Unsupervised machine learning improves risk stratification in newly diagnosed multiple myeloma: an analysis of the Spanish Myeloma Group
Adrian Mosquera Orgueira # 1 , Marta Sonia González Pérez # 1 , Jose Diaz Arias 1 , Laura Rosiñol 2 , Albert Oriol 3 , Ana Isabel Teruel 4 , Joaquin Martinez Lopez 5 , Luis Palomera 6 , Miguel Granell 7 , Maria Jesus Blanchard 8 , Javier de la Rubia 9 , Ana López de la Guia 10 , Rafael Rios 11 , Anna Sureda 12 , Miguel Teodoro Hernandez 13 , Enrique Bengoechea 14 , María José Calasanz 15 , Norma Gutierrez 16 , Maria Luis Martin 5 , Joan Blade 2 , Juan-Jose Lahuerta 5 , Jesús San Miguel 15 , Maria Victoria Mateos 17 , PETHEMA/GEM Cooperative Group
The International Staging System (ISS) and the Revised International Staging System (R-ISS) are commonly used prognostic scores in multiple myeloma (MM). These methods have significant gaps, particularly among intermediate-risk groups.

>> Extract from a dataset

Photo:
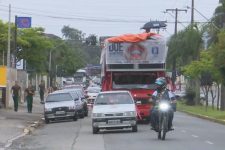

The aim of this study was to improve risk stratification in newly diagnosed MM patients using data from three different trials developed by the Spanish Myeloma Group. For this, we applied an unsupervised machine learning clusterization technique on a set of clinical, biochemical and cytogenetic variables, and we identified two novel clusters of patients with significantly different survival.
The prognostic precision of this clusterization was superior to those of ISS and R-ISS scores, and appeared to be particularly useful to improve risk stratification among R-ISS 2 patients. Additionally, patients assigned to the low-risk cluster in the GEM05 over 65 years trial had a significant survival benefit when treated with VMP as compared with VTD.
In conclusion, we describe a simple prognostic model for newly diagnosed MM whose predictions are independent of the ISS and R-ISS scores. Notably, the model is particularly useful in order to re-classify R-ISS score 2 patients in 2 different prognostic subgroups. The combination of ISS, R-ISS and unsupervised machine learning clusterization brings a promising approximation to improve MM risk stratification.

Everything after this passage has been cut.